Machine Learning in Africa

by Lily Adelstein

October 7, 2021 3 min read

Above: Andrew Blumenfeld, co-founder of Telepath, and Lily Adelstein, creative project manager, discuss Google, ML and Africa.

Yesterday, Google announced a $1 billion investment to increase broadband access and fund startups across Africa over the next 5 years. Part of this investment includes Equiano, a subsea cable that will connect Europe and Africa. Google claims this will reduce broadband costs, increase internet speeds and “provide 20 times more network capacity than the last cable built to serve Africa.” With this kind of investment in technology infrastructure in Africa along with the growing number of startups, we will see a growing use of machine learning in the region to help startups create a competitive advantage, drive new business opportunities and foster innovation.

During Google’s event yesterday, two startups that were highlighted use artificial intelligence (AI) and machine learning (ML) already for their businesses. One was Tambua Health, which is a company based in Nairobi, Kenya, that uses ML to detect respiratory illnesses. The other is AirQo, a company based out of Kampala, Uganda, that uses AI and sensors to monitor air quality. As more businesses in Africa come online, machine learning can help accelerate the work of these teams. 

Google reports that over the next 5 years, we will see more than 300 million people in Africa come online for the first time. This, in part, means more of a market for software companies both in the region and abroad. Access to the internet also means access to a world of educational content, like Free Code Academy, Coursera, Linkedin Learning, EdX or even Google’s own courses. This access will likely educate new generations of entrepreneurs on topics like software development.

Google is investing in a long game here. Providing infrastructure and skills to create and develop a stronger consumer market in Africa. Google can make product, after product, after product, for users across Africa, but it is a software company and without access to high speed internet and devices, it is hard for Google products to currently make a dent in the region.

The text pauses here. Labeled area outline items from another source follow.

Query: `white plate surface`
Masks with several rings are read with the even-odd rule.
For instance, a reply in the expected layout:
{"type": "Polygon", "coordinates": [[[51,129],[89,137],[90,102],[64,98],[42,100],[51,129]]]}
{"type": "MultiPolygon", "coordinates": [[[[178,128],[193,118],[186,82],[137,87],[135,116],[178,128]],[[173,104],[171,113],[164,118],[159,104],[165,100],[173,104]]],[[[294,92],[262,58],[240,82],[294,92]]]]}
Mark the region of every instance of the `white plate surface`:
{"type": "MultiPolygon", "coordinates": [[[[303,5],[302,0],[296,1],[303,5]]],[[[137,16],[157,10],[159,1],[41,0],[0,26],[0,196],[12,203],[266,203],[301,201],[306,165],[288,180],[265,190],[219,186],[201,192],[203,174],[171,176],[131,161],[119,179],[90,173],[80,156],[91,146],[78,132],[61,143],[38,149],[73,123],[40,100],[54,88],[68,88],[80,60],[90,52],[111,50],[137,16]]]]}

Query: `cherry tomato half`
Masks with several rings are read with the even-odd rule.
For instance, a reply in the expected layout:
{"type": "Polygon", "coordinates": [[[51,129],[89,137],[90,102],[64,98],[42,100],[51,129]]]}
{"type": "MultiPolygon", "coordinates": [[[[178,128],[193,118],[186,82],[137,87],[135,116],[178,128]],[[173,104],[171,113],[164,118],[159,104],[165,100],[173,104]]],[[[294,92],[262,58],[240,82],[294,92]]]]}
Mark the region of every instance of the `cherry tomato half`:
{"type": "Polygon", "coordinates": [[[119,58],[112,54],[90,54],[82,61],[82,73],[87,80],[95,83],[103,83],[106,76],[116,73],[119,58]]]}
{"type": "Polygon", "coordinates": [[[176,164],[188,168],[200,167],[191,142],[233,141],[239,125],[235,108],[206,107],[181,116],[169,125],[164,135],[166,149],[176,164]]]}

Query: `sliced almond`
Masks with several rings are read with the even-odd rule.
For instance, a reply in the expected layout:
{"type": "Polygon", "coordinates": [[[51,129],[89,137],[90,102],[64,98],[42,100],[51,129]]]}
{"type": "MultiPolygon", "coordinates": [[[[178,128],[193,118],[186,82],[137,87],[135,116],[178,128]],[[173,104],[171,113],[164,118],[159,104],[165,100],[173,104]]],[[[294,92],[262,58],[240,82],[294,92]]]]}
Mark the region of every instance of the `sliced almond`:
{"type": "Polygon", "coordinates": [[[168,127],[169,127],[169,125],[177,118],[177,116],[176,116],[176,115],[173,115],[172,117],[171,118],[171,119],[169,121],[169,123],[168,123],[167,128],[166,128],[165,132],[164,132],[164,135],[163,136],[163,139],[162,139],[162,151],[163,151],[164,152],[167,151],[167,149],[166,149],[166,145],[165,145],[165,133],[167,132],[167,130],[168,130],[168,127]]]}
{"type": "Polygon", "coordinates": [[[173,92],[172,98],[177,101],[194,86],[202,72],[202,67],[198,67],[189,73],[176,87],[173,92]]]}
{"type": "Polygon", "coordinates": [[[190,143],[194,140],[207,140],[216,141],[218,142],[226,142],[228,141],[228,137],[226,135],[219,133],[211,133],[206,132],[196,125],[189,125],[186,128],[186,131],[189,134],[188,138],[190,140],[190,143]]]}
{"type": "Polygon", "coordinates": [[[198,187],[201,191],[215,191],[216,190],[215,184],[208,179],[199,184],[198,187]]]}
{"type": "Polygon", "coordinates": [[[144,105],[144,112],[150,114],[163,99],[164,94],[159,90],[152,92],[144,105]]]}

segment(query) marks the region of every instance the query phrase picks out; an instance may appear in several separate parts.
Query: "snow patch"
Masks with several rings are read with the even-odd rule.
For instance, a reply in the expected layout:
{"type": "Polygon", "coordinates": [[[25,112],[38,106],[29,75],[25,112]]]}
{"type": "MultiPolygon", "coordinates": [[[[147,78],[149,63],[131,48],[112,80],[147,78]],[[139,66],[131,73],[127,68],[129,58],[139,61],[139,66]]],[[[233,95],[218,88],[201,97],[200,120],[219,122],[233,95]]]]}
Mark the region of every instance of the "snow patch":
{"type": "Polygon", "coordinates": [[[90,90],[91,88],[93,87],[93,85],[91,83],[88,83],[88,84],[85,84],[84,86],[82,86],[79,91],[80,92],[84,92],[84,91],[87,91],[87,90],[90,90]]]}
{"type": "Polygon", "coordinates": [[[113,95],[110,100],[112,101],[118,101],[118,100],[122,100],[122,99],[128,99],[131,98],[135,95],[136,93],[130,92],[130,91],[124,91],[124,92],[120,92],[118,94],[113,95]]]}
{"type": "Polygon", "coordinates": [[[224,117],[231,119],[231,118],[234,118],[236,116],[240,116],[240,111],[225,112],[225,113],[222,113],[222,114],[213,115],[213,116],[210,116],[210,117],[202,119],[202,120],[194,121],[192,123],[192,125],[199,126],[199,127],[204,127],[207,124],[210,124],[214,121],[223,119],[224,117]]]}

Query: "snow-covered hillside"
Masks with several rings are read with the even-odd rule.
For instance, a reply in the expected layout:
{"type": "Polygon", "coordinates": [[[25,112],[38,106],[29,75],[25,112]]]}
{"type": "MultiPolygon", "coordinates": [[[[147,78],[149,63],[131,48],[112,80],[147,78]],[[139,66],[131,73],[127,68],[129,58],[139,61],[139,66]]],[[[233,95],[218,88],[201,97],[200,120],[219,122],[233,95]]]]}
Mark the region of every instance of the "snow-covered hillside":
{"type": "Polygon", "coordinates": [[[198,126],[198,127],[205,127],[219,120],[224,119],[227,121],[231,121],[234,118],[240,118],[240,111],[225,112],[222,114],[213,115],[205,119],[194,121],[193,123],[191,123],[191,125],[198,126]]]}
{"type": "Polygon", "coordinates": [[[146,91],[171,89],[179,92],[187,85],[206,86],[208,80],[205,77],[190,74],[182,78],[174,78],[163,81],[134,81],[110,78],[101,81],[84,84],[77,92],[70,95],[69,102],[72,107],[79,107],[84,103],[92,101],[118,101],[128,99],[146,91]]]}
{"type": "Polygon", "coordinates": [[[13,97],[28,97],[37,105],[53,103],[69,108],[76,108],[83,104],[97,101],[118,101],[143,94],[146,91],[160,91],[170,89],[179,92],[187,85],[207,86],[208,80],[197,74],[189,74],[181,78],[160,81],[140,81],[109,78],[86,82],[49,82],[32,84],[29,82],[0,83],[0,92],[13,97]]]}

While we must be wary of Google’s mammoth size global footprint, in bringing this level of access to Africa, it could be laying the foundation for a new Google or some other successful business to thrive. Machine learning can be beneficial to startups in Africa in the following ways:

  1. Bringing continuous improvements to products. Machine learning algorithms can learn from new data to improve a model used for recommendations or predictions. More data can increase the models accuracy in these tasks. This can result in a more personalized experience for a user. 
  2. Automating decision-making tasks. For example, machine learning can be used to classify documents, saving someone lots of time. 
  3. Identifying trends and patterns. This could be useful in identifying customer segmentations and demand seasonality.
  4. Industry agnostic. Machine learning is being used in almost every industry, from healthcare to finance to energy, so no matter the type of company you start, machine learning could have applications. 

Google’s investment in Africa shines a spotlight on the growing market of startups and entrepreneurs building software solutions in the region. Google’s investment in infrastructure will mean that more entrepreneurs and startups will come online and create software solutions. It is likely this will lead to a greater demand in the region for machine learning, which is used to help businesses create a competitive advantage, drive new business opportunities and foster innovation.